German curator Kathleen Smith connected me with Biblical studies professor Michael Penn this summer, in relation to a course he’s teaching this fall on "What Didn't Make It into the Bible?". Now that I’ve gotten the hang of scraping and cleaning data from fanfic sites, it was easy to grab the metadata from the “Bible” fandom on fanfiction.net and the Russian fanfic archive I’ve been working with, and put together a few visualizations for him. (Sadly, the Bible is not a fandom in my Italian fanfic archive.)

Book Haven

Cynthia Haven’s long-running blog needed a few tweaks — one of which was easy, though the other is looking more complicated. In the medium term, I’d like to get it moved onto a centrally-managed and supported environment, rather than being a stand-alone site. I’m hopeful that the changes to how Stanford IT supports content management systems will help make it a smooth transition.

Machine learning + medieval

By the time I got involved with the Center for Medieval and Early Modern Studies (CMEMS) group last year, they’d already booked all the talks for the academic year. This time, I’m looking forward to being on campus on more Wednesdays for CMEMS lunch talks, and I’ll be giving one on my birthday in the spring. I’d like to try out some machine learning on the handwriting of the Old Novgorod birchbark letters (which might have some value as a library AI experiment as well), but I’ve still got most of the year to sort it out.

One of my most exciting (re)discoveries of the summer was Transkribus. It didn’t seem that relevant to me when I first encountered it as a transcription environment, but new machine learning models that they’ve released for Fraktur and medieval Slavic manuscripts get truly magical results. I demo them every chance I get, and I think they could have a transformative impact on collections with a lot of these materials.

Workshops

CIDR doesn’t run its workshop series over the summer, but at the beginning of September, I was at Princeton for a few days co-teaching the technical hands-on workshops at a Slavic DH event we co-organized with them.

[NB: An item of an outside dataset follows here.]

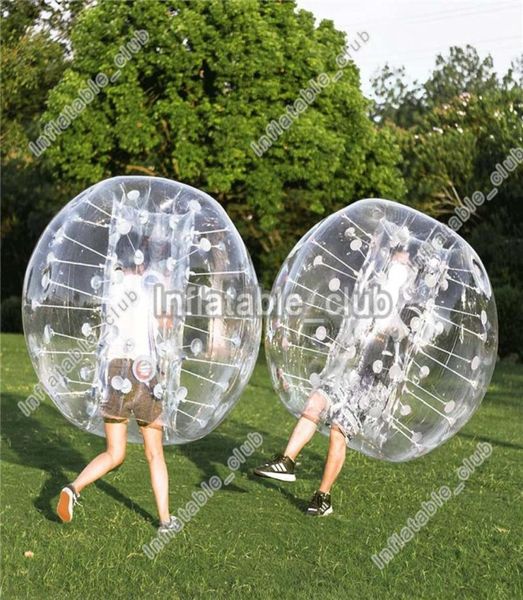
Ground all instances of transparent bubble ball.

This year’s focus on images was less relevant for Stanford’s Slavic faculty and grad students, but I’ll be reusing some of the materials in CIDR workshops later this year. The Slavic DH event also introduced me to a number of folks interested in joining the Russian NLP research unit, and it’ll be great to have their perspectives and experiences in that group.

Writing

My tutorial on Jupyter Notebooks for Programming Historian is currently in review, after a substantive rewrite during the summer. I’m pretty pleased with the new version, which incorporates some Italian Harry Potter fanfic metadata. Once this tutorial is out, I plan to use it as a prerequisite for more language-specific text analysis tutorials.

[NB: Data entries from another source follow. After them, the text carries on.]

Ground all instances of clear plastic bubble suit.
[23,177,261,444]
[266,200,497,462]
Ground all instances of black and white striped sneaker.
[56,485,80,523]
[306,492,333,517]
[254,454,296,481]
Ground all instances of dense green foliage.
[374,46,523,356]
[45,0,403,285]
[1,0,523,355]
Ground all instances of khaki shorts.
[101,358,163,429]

I participated virtually in a tutorial write-a-thon as part of the Language Acts and Worldmaking project at Kings College London. The tutorial was too ambitious: I was trying to write something on how to create word vectors for texts in non-English languages, but after some useful feedback, I scoped it down to an overview of text cleaning/pre-processing needed for non-English languages. The tutorial is currently under review and should be published later this year or early next year.

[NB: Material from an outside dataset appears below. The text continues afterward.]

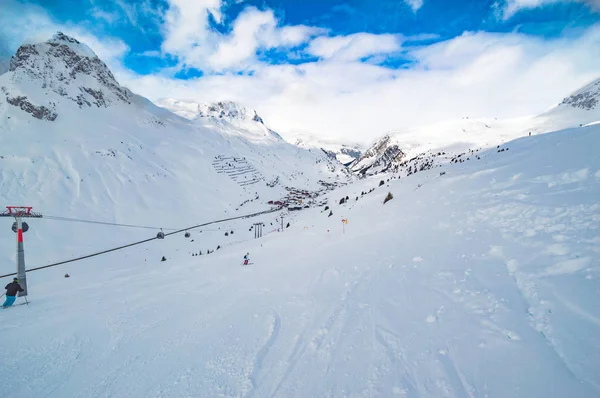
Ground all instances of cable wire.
[43,216,176,231]
[0,207,283,278]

There were over 90 submissions to the the “Debates in DH: Pedagogy” volume, and I was excited to learn this summer that mine was accepted. The organization and abstracts for the whole book were recently sent out, and I wonder if my piece on the non-English DH course I taught last winter is going to be a little bit of an outlier (particularly in its section), but I’m happy there’ll be something in the volume that focuses on language.

Talks and events

In July, I talked about the importance of strengthening international collaboration and establishing a network of peer review that extends outside the US if Slavic DH is going to survive, as part of a Slavic DH panel at the international DH conference in Utrecht. I also co-presented a poster for DH-WoGeM, which won the innovative poster award. Late that month, I led a discussion about what affiliation with DARIAH might look like, at the ACH conference in Pittsburgh — and also brought along Dr. Cheese Bones, the skeleton poster. I’ve written more about those conferences on the Stanford DH blog.

Working groups & organizations

For DH-WoGeM, over the summer I wrote and revised a proposal for the group to become an official Special Interest Group (SIG) of ADHO. I’ve also been working with Zhenya Samoilova on preparations for an international survey next year about work/life balance and caring (childcare, elder-care, self-care, etc.) responsibilities in DH. Last week I led another round of the “becoming a parent in DH” discussion.

The Six Septembers: Mathematics for the Humanist reading group got underway this summer, and we’re halfway through the book. Setting up even brief synchronous check-in meetings has been really helpful for actually making me sit down and read through things like basic explanations of linear algebra. It seems like there’s interest in the group continuing even after we finish the book in December, trying to apply some of the underlying principles we’ve learned as we work through actual equations and algorithms used in DH.

Over the summer, I’ve been working on preparations for the Russian NLP research unit. It turns out that we’re not the only people who’ve given some thought to adapting David Bamman’s BookNLP for another language: Patrick Burns (of the Classical Language Toolkit) has an interest in doing it for Latin. If this works out, I’d love to expand it to other languages in the DLCL, so thinking about the project in a more generalized way makes a lot of sense.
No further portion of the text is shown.